One could equally say "move 3000,x meaning x=3000." What's your point?

Repeating something doesn't make it so. Authoritative citations, please
(preferably contemporaneous with the release of the architecture, and
not current rationalizations).

Yet only a year later, in 1979, Motorola introduced the 68000 with a
full 32 bit architecture.

mov one,few

They lost for one reason, and one reason only. IBM chose to base the PC
architecture on Intel.

Mike S wrote:

Blaming intel for an assembler language construct that had been in common
usage for 30 years is unreasonable.  They were just conforming to a style
that programmers already understood.  If you didn't like it, it was trivial
to change even in the earliest intel 8080 assemblers.

I cannot find any reference for the Pascal connection, so it is likely
that I am misremembering something.  It does seem a bit odd, in face of
the fact that intel never even produced a Pascal compiler, that they would
have even thought of Pascal when designing the 8086.

I will go with the thought that the 8086 was a 16 bit machine, and as such
directly addressed 64K.  The different segment registers allowed it to
be maximally relocatable within a 20 bit address space.

In this regard, it was exactly like the old DEC PDP-11/74.  It too was a 16 bit
machine, and could only directly address 64K.  It too had a 64K I, and a 64K D
space.  It was not a 32 bit machine in any way shape or form.
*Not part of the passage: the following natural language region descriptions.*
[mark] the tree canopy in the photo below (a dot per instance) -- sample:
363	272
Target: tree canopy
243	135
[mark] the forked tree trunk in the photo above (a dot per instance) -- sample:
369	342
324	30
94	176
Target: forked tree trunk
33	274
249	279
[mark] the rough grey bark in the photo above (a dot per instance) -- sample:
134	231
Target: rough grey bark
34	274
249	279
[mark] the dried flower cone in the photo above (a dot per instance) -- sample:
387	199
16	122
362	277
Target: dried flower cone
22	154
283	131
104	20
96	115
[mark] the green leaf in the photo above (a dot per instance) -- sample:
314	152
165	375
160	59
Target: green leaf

The 8086 was clearly designed with compilers in mind, evidenced by the heavy
support of stack frames.

Sorry, but that is not so.  The 68000 was a 16 bit machine, both internally, and
externally, with 32 bit registers and some 32 bit instructions.

Here is a wiki quote:

"The 68000 grew out of the MACSS (Motorola Advanced Computer System on Silicon) project, begun in 1976 to develop an
entirely new architecture without backward compatibility. It would be a higher-power sibling complementing the existing
8-bit 6800 line rather than a compatible successor. In the end, the 68000 did retain a bus protocol compatibility mode
for existing 6800 peripheral devices, and a version with an 8-bit data bus was produced. However, the designers mainly
focused on the future, or forward compatibility, which gave the M68K platform a head start against later 32-bit
instruction set architectures. For instance, the CPU registers are 32 bits wide, though few self-contained structures in
the processor itself operate on 32 bits at a time. The 68000 may be considered a 16-bit microprocessor which is
microcoded to accelerate 32-bit tasks. The MACSS team drew heavily on the influence of minicomputer processor design,
such as the PDP-11 and VAX systems, which were similarly microcoded."
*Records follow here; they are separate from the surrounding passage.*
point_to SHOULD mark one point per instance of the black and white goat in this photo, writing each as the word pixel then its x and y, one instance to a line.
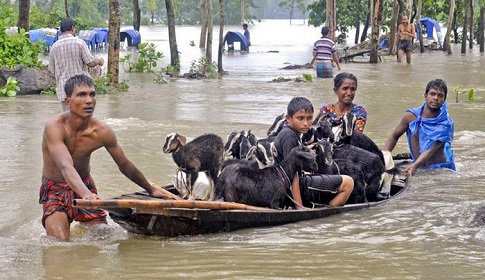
pixel 246 183
pixel 204 153
pixel 264 152
pixel 328 165
pixel 238 144
pixel 356 138
pixel 245 145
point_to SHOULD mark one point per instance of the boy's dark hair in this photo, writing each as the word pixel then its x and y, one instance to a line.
pixel 339 79
pixel 437 84
pixel 78 80
pixel 67 24
pixel 299 103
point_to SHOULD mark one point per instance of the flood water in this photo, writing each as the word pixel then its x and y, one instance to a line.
pixel 428 233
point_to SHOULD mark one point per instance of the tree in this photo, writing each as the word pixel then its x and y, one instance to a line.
pixel 210 27
pixel 114 41
pixel 291 5
pixel 447 43
pixel 66 8
pixel 480 28
pixel 331 18
pixel 203 28
pixel 136 15
pixel 151 7
pixel 172 38
pixel 465 25
pixel 24 12
pixel 220 70
pixel 374 42
pixel 420 31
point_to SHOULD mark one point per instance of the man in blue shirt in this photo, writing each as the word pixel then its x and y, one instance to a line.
pixel 429 130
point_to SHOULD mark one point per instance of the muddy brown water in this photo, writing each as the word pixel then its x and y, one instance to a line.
pixel 428 233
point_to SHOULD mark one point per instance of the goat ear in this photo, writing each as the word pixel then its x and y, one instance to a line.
pixel 251 152
pixel 182 140
pixel 274 151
It wasn't until 1984, with the 68020, that Motorola made a 32 bit microprocessor.
Here is a wiki quote:

"The 68020 added many improvements to the 68010 including a 32-bit arithmetic logic unit (ALU), external data bus and
address bus, and new instructions and addressing modes. The 68020 (and 68030) had a proper three-stage pipeline."

Sorry, not so, again wiki:

"The original MC68000 was fabricated using an HMOS process with a 3.5-micron feature size. Initial engineering samples
were released in late 1979. Production chips were available in 1980,"

and again wiki:

"The 8086[1] is a 16-bit microprocessor chip designed by Intel and introduced on the market in 1978,"

I realize that "introduced on the market" is a nebulous term, but having
lived through the the introduction in 1978, I can tell you that intel was
well beyond samples at that time.

IBM's website:

"Next came the 8088, the processor for the first IBM PC. Even though IBM engineers at the time wanted to use the
Motorola 68000 in the PC, the company already had the rights to produce the 8086 line (by trading rights to Intel for
its bubble memory) and it could use modified 8085-type components (and 68000-style components were much more scarce)."

That gave IBM two things they desperately needed, one, the ability to
second source the parts, if necessary, and two, the ability to use available
parts in the design.  The 68000 was a pipe dream as far as peripheral parts
went when the PC was being designed.

It is interesting to muse over how different things might have been had IBM
waited a couple of years for the 68000 to be usable, instead of settling for
the 8088.

Anyway, that is enough from me on this side track.  Back to favorite
microcontroller modules.

-Chuck Harris

Hi Didier,
.., I can use a pin that ordinarily

It's sort of funny, 20 years ago, I was flush with emulators, and used them
for most of my development.  The had their place back then, as my projects
were spiraling out of control in terms of complexity.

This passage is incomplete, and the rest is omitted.